Im Winter ist Karl (60) im Pfuusbus zuhause. Hier findet er nicht nur einen warmen Schlafplatz und gutes Essen, sondern ist auch für den Unterhalt und die Reinigung zuständig.

Selbstbestimmtheit und Freiheit bedeuten mir viel

«Ein ortsgebundenes Leben mit wenig Abwechslung war noch nie etwas für mich. Deshalb verschlug es mich schon vor 15 Jahren zum ersten Mal aus Österreich in die Schweiz. Damals arbeitete ich als Schlosserhelfer bei einer Müllverbrennungsrevision im Wallis und wohnte anfangs in einer Wohnung des Arbeitgebers. Als ich mich in eine afrikanische Frau verliebte, bin ich bald darauf mit ihr in eine gemeinsame Wohnung in Wettingen gezogen. Kurze Zeit später läuteten sogar die Hochzeitsglocken, damit das gemeinsame Liebesglück nicht durch die ablaufende Aufenthaltsbewilligung meiner Partnerin gefährdet wird. Doch das Schicksal meinte es nicht gut mit uns. Wir trennten uns und gingen eigene Wege.

Im Winter stand ich vor Existenzproblemen

In den Sommern fand ich überall ein wenig Arbeit, um im Leben durchzukommen. Aber allein in der gemeinsamen Wohnung zu leben, fühlte sich für mich nicht mehr richtig an. Zudem stand ich im Winter ohne Arbeit vor Existenzproblemen. Durch den Hinweis der Vermieterin kam ich zum ersten Mal mit dem Pfuusbus in Kontakt. Ich konnte damals nicht ahnen, dass das ein bedeutender Moment für mein zukünftiges Leben darstellte, als ich auf meinem Handy das Angebot der Auffangeinrichtung im Albisgüetli entdeckte.

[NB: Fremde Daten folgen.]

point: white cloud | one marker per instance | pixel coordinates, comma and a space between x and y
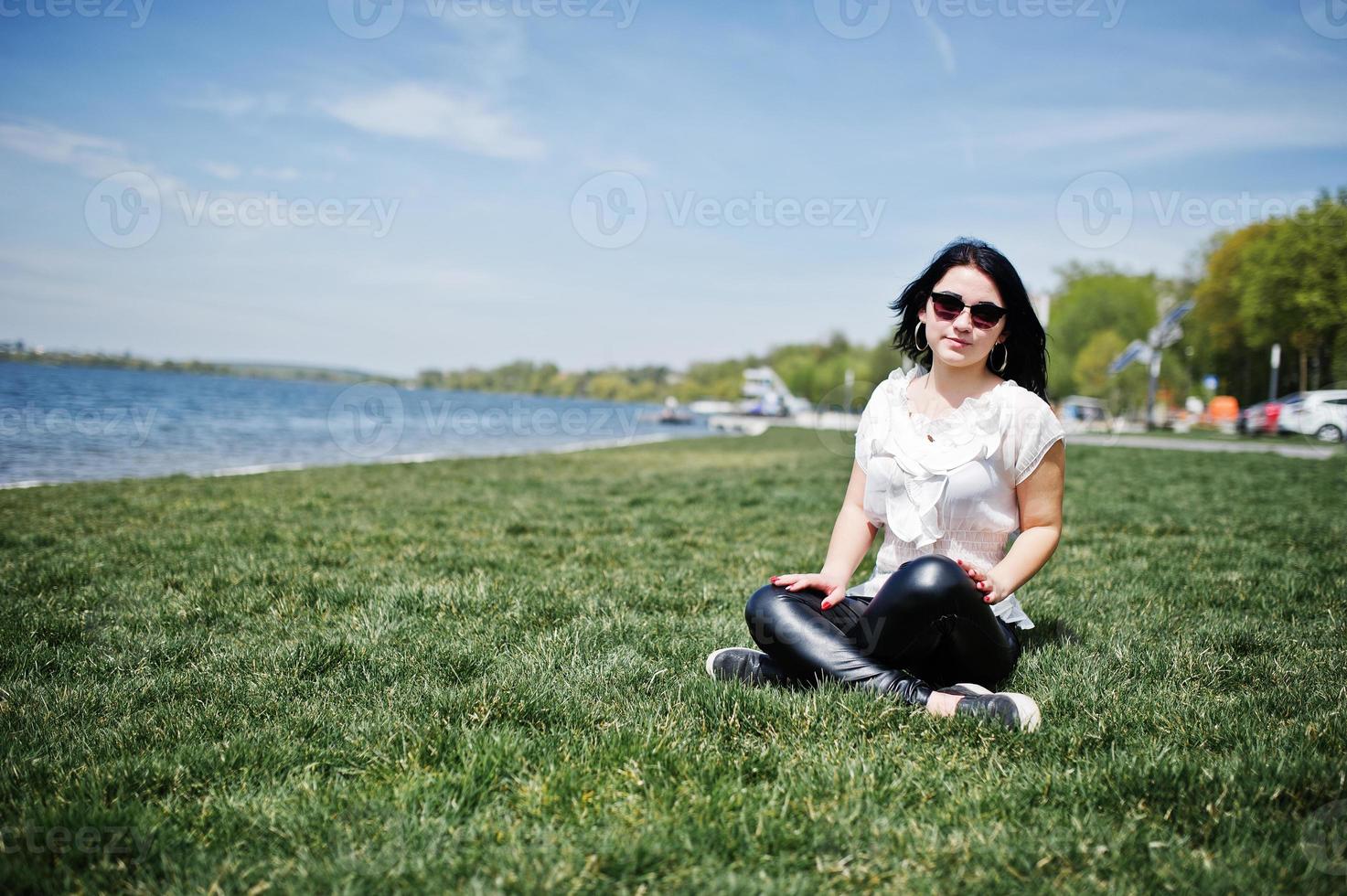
1110, 138
222, 170
278, 174
91, 155
942, 43
232, 104
457, 119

Bereits nach dem ersten Kontakt erhielt ich im Pfuusbus kurzerhand einen Schlafplatz und eine warme Mahlzeit in der kalten Jahreszeit. Mein Überleben im Winter war somit gesichert. In den folgenden Sommern wohnte ich dank meinen Sommerjobs in einer Wohnung meiner Arbeitgeberin oder übernachtete zur Not auch mal in einer Waldhütte.

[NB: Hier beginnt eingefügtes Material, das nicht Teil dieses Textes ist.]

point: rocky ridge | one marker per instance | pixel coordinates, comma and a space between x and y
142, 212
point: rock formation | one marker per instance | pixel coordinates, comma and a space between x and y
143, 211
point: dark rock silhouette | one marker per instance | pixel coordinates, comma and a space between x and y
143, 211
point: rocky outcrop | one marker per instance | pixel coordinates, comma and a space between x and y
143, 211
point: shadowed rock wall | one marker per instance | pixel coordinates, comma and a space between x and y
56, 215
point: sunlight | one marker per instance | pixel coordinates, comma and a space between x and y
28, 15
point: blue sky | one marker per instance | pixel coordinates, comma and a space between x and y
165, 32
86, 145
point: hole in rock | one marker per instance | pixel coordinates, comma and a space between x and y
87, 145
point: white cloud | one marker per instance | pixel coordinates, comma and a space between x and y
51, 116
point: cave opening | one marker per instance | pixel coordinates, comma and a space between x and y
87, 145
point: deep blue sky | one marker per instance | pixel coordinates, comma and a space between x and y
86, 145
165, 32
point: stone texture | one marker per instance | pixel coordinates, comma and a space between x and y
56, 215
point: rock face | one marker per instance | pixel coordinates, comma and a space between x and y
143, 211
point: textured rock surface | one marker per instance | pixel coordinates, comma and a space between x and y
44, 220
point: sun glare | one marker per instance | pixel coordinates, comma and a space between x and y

Das liegt mittlerweile zehn Jahre zurück und der Pfuusbus ist seither in jedem Winter mein Zuhause. Ich habe schon viel erlebt, schon viele schwere Lebensgeschichten von Gästen gehört. Nachhaltige Freundschaften sind selten möglich, da die meisten Gäste nur flüchtig im Pfuusbus anzutreffen sind. Meistens kommen sie kurzfristig für einen warmen Schlafplatz und eine Mahlzeit vorbei oder um ihre Ruhe zu finden und für sich zu sein. Was mich manchmal traurig stimmt, ist die Selbstverständlichkeit gewisser Gäste. Ich würde mir wünschen, dass das grosszügige Angebot und der gutherzige Einsatz des Personals mehr Wertschätzung bekommen. Denn nicht selten bereitet das Küchenpersonal ein 3-Sterne-Menü für jeden Geschmack aus der gut gefüllten Vorratskammer zu.

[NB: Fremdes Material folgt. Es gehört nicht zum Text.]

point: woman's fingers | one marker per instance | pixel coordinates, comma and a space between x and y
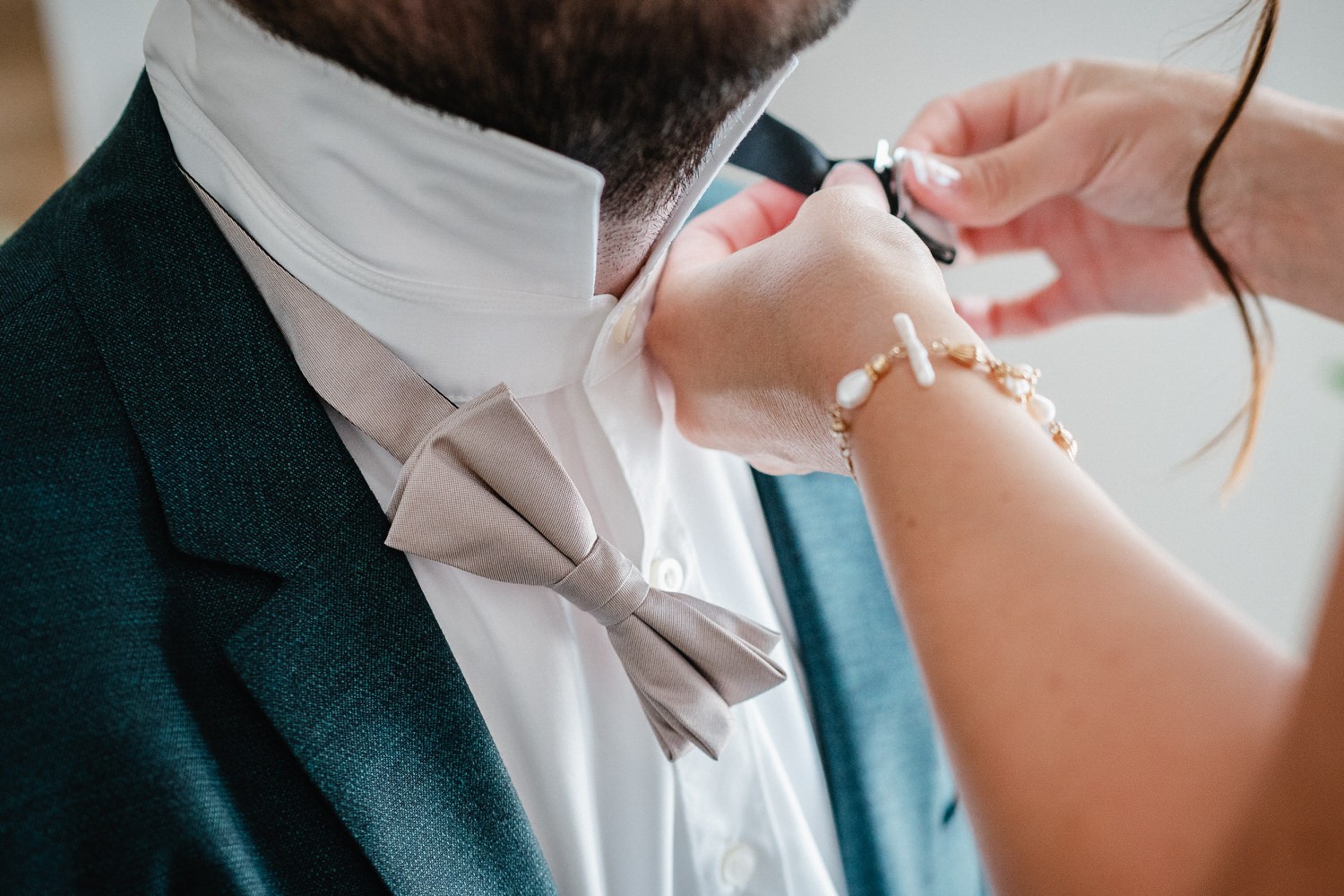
1056, 158
860, 183
1040, 311
758, 211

Dank dem Pfuusbus habe ich ein neues Leben

Nur zurücklehnen und annehmen ist selbst in meinem heutigen Alter nichts für mich. Disziplin ist mir seit jeher wichtig. Ich möchte helfen und arbeiten. Das ist bereits früh im Pfuusbus aufgefallen, weshalb ich von Anfang an bei Unterhalts- und Reinigungsarbeiten in der Einrichtung mithelfen konnte. Die Arbeit und der gute Teamgeist sagen mir sehr zu und meine Ausbildung und Erfahrung als Heizungssanitär sind mir stets eine grosse Hilfe. Im Laufe der Zeit sind die Hilfsarbeiten immer mehr geworden. Inzwischen habe ich nebst dem Schlafplatz eine Teilzeit-Anstellung für den Unterhalt und die Reinigung im Pfuusbus erhalten und darf beim Auf- und Abbau im Herbst und Frühling anpacken. Beim Aufbau im November müssen die sanitären Anlagen, Strom und Heizung innerhalb von zwei Wochen in Betrieb sein und reibungslos funktionieren. Dank der Unterstützung durch das Sozialwerk von Pfarrer Sieber habe ich auch nach dem Abbau im Frühling eine Lösung gefunden, um nicht auf der Strasse zu landen. Seit kurzem wohne ich während der Sommerzeit in einem Zimmer in Zürich und arbeite als Reinigungskraft in Siebers Jugendnotschlafstelle Nemo und in der Notwohnsiedlung Brothuuse. Der Pfuusbus hat mir zu meinem heutigen Leben verholfen, wofür ich sehr dankbar bin.»